Aioli is commonly served with potatoes in Meditteranean cuisines, and so when I decided to learn how to make Basque food, I decided it was long overdue that I master aioli. I had tried to make it in the past -- cooking my way as many of us do through Julia Child master class -- with mixed results that were related to the student, not the teacher.

I remembered that 400 Sauces, a great cookbook I reviewed for Slashfood, had a recipe for aioli. Having had success with every recipe I've tried from this essential cookbook, I tried the recipe for aioli. Voila! This aioli -- with a technique, I should admit, not much different from any other I've tried -- emerged from the whip glossy and creamy-white, with a powerful garlic boom. (The yellowish tint in the photo is the result of the lighting in the kitchen). Sprinkled with Spanish paprika from my favorite herb and spice shop, this aioli formed a perfect union with potatoes fried in the Spanish way.
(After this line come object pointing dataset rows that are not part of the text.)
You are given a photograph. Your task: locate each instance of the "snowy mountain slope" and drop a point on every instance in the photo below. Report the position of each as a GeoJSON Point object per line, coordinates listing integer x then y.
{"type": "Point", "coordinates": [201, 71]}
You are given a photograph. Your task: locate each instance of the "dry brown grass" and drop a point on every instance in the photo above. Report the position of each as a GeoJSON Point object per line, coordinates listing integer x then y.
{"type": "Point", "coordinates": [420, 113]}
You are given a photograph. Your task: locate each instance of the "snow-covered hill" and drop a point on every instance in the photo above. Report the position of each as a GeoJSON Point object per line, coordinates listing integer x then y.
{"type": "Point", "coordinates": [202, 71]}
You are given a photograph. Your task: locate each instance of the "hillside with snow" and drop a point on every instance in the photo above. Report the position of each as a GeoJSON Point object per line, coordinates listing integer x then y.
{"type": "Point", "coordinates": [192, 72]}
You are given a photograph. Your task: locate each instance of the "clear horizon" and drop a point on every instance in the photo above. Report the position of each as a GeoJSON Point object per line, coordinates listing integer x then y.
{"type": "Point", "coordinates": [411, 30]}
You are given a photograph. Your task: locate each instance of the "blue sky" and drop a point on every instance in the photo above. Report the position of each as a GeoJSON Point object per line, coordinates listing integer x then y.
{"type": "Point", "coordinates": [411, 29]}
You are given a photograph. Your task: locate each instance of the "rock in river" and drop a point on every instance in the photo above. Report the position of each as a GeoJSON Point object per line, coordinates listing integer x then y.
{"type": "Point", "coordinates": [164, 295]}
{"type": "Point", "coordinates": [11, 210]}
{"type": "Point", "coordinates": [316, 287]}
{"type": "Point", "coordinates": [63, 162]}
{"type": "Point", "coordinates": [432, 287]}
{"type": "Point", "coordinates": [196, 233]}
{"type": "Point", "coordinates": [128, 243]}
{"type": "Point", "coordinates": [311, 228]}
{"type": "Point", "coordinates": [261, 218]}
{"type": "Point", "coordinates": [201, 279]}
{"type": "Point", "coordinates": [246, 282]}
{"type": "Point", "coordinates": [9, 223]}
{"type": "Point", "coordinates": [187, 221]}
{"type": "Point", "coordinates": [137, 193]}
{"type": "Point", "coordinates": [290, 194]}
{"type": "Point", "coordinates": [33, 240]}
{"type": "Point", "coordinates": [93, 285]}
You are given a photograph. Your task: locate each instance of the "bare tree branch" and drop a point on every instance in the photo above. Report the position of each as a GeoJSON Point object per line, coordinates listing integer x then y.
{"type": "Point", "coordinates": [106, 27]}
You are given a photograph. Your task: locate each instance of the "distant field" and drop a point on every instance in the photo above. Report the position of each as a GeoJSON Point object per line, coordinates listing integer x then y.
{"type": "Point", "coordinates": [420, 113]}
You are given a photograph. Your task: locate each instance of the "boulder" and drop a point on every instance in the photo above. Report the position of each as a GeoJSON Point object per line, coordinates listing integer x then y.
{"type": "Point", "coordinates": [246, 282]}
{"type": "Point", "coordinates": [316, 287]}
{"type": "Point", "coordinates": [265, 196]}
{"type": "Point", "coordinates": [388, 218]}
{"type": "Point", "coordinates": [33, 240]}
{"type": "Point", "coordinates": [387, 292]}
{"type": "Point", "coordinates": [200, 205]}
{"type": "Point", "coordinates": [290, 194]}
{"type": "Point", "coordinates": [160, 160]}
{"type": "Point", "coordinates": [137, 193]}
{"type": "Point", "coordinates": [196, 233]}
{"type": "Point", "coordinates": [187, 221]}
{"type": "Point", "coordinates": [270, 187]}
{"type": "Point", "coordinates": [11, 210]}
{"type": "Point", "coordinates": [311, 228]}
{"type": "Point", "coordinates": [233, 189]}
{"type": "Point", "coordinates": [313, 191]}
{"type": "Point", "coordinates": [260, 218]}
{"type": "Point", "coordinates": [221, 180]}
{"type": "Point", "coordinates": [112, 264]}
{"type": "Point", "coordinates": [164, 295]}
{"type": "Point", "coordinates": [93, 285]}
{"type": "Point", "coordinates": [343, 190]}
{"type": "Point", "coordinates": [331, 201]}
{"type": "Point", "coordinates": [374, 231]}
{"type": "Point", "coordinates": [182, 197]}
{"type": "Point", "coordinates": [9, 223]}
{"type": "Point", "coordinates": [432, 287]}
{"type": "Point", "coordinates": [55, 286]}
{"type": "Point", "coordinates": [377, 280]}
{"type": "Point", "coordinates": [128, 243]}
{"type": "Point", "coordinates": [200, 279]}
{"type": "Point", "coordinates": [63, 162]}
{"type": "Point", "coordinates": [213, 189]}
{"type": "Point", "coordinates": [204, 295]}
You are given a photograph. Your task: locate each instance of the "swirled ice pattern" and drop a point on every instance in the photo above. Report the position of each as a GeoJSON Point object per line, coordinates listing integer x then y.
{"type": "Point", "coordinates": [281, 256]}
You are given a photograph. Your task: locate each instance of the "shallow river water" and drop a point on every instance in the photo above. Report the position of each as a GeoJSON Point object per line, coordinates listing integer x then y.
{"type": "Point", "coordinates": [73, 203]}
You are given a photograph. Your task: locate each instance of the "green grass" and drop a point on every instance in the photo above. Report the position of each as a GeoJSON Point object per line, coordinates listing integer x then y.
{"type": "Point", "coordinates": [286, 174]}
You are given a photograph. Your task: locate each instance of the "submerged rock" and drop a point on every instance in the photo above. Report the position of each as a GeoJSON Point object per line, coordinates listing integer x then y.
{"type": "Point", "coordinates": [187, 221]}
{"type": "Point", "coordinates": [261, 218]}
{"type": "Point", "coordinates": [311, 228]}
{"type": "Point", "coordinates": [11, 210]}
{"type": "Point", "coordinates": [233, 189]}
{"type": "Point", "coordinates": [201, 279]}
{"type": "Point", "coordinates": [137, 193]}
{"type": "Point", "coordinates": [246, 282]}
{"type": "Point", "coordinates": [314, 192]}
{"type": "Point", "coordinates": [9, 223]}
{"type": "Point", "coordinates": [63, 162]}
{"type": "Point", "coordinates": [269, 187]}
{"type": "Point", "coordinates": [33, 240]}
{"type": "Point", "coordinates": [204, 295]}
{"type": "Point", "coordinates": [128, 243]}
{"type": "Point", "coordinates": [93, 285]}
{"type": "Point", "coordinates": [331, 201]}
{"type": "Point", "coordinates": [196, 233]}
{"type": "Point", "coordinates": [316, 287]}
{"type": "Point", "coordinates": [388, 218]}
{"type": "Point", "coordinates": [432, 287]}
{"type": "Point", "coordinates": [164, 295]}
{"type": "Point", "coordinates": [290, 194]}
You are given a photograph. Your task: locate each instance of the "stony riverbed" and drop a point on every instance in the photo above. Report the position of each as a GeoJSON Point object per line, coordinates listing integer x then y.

What I learned about making aioli is that all of the notes you read about how to do it are correct. Have all of the ingredients at hand (a practice worth following for any dish) and have all of the ingredients at room temperature. Incorporate the oil a drop at a time when you begin, increasing the amount as the aioli begins to build volume. Be prepared to get a good arm workout. It takes patience and effort -- qualities the best cooking doesn't just encourage, but occasionally demands -- but the results are literally consideration you, and your diners, can taste.